Tokenised funds & collateral move into production
BlackRock’s tokenised BUIDL fund surged past $1B AUM in March—proof that on-chain money-market exposure is crossing the credibility gap. Franklin Templeton, meanwhile, has pushed BENJI into new markets and chains. These include a European launch under local rules and integrations on public networks geared for enterprise use. On the collateral side, Euroclear and Digital Asset began the first phase of tokenised collateral mobility on the Canton Network. This is laying the pipes for faster margining and securities financing.
Stablecoin settlement becomes a mainstream payment rail
Visa announced it is expanding stablecoin settlement. More USD and EUR-backed coins, more blockchains, and broader use cases for issuers and acquirers. Stripe re-enabled stablecoin acceptance (USDC) after a six-year hiatus. It has been vocal that a meaningful share of its future payment volume will ride stablecoins. On the bank stack, FIS is integrating USDC into its Money Movement Hub. Making stablecoin payments available to U.S. financial institutions through existing treasury pipes.
Bank-led “programmable money” via tokenised deposits
The BIS Project Agorá—with seven central banks—entered design to prototype tokenised commercial bank deposits. These settle against wholesale central bank money on a unified, programmable ledger.
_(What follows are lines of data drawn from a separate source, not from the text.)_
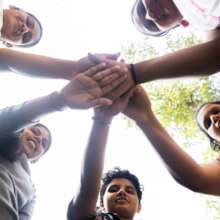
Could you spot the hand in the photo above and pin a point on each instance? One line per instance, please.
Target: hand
(126, 85)
(85, 63)
(107, 112)
(87, 89)
(139, 106)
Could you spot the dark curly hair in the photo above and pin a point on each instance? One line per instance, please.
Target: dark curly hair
(215, 145)
(119, 173)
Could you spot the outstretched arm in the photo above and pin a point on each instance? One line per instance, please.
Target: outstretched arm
(43, 66)
(84, 202)
(198, 60)
(84, 91)
(184, 169)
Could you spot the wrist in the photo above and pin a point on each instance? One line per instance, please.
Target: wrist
(58, 103)
(102, 120)
(143, 121)
(133, 73)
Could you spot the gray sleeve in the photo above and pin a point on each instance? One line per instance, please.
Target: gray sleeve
(12, 119)
(8, 204)
(27, 211)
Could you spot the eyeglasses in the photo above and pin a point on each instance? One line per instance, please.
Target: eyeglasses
(146, 26)
(27, 36)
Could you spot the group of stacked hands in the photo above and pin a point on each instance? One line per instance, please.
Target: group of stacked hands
(110, 86)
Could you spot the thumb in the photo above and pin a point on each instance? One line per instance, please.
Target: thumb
(94, 59)
(114, 56)
(99, 102)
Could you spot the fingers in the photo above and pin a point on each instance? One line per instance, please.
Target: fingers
(113, 85)
(95, 59)
(117, 91)
(95, 69)
(98, 58)
(113, 56)
(99, 102)
(105, 73)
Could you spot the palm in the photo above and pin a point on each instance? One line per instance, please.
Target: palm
(81, 91)
(138, 105)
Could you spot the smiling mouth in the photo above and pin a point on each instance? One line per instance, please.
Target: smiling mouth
(121, 200)
(33, 144)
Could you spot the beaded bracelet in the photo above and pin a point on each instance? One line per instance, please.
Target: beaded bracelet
(101, 121)
(133, 73)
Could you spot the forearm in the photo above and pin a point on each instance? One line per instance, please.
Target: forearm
(17, 117)
(180, 165)
(202, 59)
(36, 65)
(85, 201)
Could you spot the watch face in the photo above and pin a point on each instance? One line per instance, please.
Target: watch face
(106, 216)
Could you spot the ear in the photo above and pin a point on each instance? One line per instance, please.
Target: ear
(13, 7)
(102, 206)
(139, 207)
(7, 44)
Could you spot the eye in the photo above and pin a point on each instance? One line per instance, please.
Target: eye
(36, 131)
(27, 36)
(130, 190)
(113, 188)
(30, 22)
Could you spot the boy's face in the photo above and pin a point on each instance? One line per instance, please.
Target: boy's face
(19, 28)
(209, 119)
(163, 12)
(121, 198)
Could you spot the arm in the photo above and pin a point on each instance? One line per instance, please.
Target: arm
(198, 60)
(84, 202)
(8, 198)
(43, 66)
(183, 168)
(84, 91)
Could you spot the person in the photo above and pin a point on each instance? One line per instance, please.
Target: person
(121, 192)
(19, 28)
(202, 178)
(23, 139)
(156, 18)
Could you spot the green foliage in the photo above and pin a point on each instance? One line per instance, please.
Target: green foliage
(175, 102)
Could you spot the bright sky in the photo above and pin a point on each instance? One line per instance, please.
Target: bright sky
(71, 29)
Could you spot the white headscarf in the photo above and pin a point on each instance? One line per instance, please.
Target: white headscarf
(202, 14)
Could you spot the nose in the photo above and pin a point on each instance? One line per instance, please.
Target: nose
(24, 28)
(215, 118)
(121, 192)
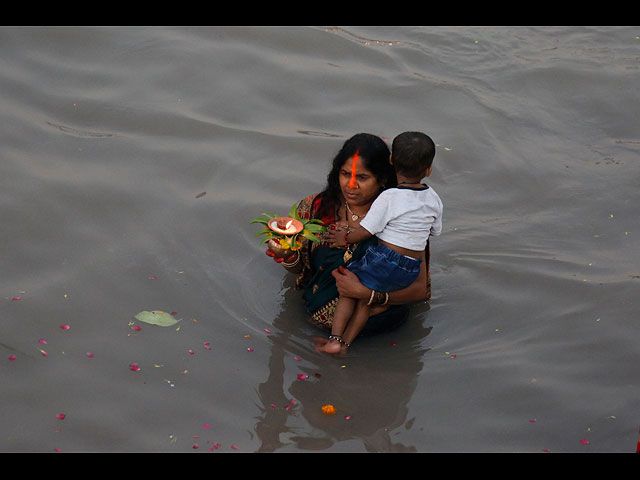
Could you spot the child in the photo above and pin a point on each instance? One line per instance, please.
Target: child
(402, 218)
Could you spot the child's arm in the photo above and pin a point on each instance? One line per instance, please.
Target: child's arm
(357, 234)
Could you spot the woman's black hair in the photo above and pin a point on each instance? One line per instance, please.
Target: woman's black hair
(373, 152)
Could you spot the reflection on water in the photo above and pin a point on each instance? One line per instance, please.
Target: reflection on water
(370, 405)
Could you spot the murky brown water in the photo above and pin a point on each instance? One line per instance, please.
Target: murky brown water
(111, 135)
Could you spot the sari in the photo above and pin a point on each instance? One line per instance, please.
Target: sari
(319, 260)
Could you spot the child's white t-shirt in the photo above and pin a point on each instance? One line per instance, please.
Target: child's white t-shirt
(405, 216)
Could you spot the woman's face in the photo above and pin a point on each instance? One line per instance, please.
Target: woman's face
(365, 187)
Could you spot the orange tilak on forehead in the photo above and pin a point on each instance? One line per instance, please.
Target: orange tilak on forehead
(354, 165)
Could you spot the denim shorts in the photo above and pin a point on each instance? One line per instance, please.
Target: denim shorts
(384, 270)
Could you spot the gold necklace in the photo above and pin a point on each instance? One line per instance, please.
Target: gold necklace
(354, 217)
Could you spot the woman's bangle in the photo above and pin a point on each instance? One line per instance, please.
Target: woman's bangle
(347, 232)
(294, 262)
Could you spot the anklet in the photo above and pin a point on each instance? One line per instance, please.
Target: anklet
(338, 338)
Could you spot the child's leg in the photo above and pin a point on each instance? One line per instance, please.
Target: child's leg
(357, 322)
(344, 311)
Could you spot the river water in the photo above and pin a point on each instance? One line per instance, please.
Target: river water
(133, 158)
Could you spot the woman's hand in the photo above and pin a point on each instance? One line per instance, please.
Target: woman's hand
(349, 285)
(335, 235)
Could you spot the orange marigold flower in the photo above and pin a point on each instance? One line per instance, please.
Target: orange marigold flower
(328, 409)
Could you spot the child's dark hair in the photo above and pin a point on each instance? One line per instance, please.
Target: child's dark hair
(412, 153)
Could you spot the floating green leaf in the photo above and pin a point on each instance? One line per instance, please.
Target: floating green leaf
(156, 317)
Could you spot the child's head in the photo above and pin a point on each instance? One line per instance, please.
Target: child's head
(412, 153)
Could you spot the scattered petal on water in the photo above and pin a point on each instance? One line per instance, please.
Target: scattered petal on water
(328, 409)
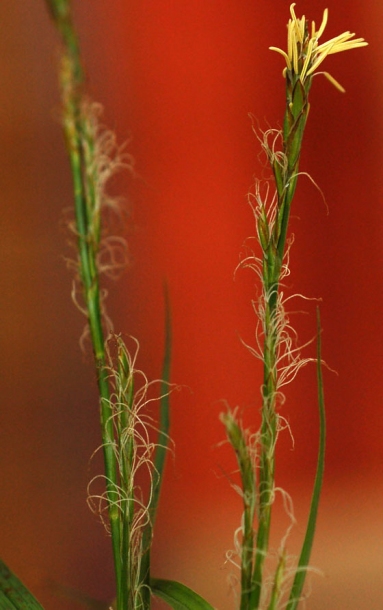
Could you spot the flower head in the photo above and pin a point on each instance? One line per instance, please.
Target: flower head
(305, 54)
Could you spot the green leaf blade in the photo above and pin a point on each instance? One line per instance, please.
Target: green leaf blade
(13, 594)
(178, 596)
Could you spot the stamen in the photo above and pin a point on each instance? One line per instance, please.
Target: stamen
(323, 24)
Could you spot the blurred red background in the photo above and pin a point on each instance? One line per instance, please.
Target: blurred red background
(178, 80)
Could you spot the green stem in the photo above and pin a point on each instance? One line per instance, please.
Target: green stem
(75, 132)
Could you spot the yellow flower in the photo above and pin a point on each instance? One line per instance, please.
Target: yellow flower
(305, 54)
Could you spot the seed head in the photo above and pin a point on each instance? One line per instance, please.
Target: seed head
(305, 54)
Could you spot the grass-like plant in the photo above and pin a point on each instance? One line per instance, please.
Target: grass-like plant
(126, 429)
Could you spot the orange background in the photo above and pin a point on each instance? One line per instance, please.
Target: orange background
(178, 80)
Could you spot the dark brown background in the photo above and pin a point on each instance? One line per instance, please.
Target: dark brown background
(178, 80)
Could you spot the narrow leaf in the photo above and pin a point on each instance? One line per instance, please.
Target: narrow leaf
(300, 575)
(13, 594)
(178, 596)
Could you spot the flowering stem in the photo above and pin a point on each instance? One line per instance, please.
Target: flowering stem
(88, 233)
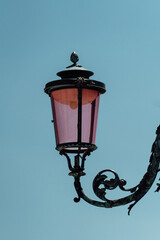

In the UK, the Regulated Liability Network (RLN) brought together all major banks to prove shared-ledger capabilities for always-on, programmable, multi-asset settlement. Together, these efforts point to bank-grade programmability—smart-contract settlement with the finality and legal clarity of today’s two-tier system.
Institutional on-chain payments & programmable treasury
JPM Coin is quietly doing real work. JPMorgan confirmed the platform processes ~$1B in daily transactions, and says programmability has made volumes “explode.” Corporate treasurers are following… Payoneer now uses Citi Token Services for 24/7 blockchain-enabled intracompany transfers. Demonstrating how programmable liquidity is leaving the lab for day-to-day treasury ops.
Compliance rails mature: MiCA + travel-rule guidance
The EU’s MiCA regime has applied to stablecoins since 30 June 2024 and to broader crypto-asset service providers since 30 December 2024. These timelines have shaped 2025 product launches and licensing. The EBA’s “travel-rule” guidelines now spell out what information must accompany crypto-asset transfers, giving banks and CASPs a clearer path to compliance and interoperability.
In 2025, Blockchain in FinTech is realising its potential. Tokenised funds and collateral are moving real money at scale; stablecoins are quietly becoming a dependable settlement rail; and “programmable money” is shifting from whitepapers to pilots with central banks and tier-one banks. Corporate treasuries are embracing rules-based, 24/7 transfers, while clearer rules (MiCA, travel-rule guidance) are reducing compliance friction.
The arc is clear: finance is converging on interoperable, programmable assets and payments that settle faster, with better transparency and control. Winners will be the firms that pair regulatory credibility with real utility—bridging today’s balance sheets to tomorrow’s on-chain operating model.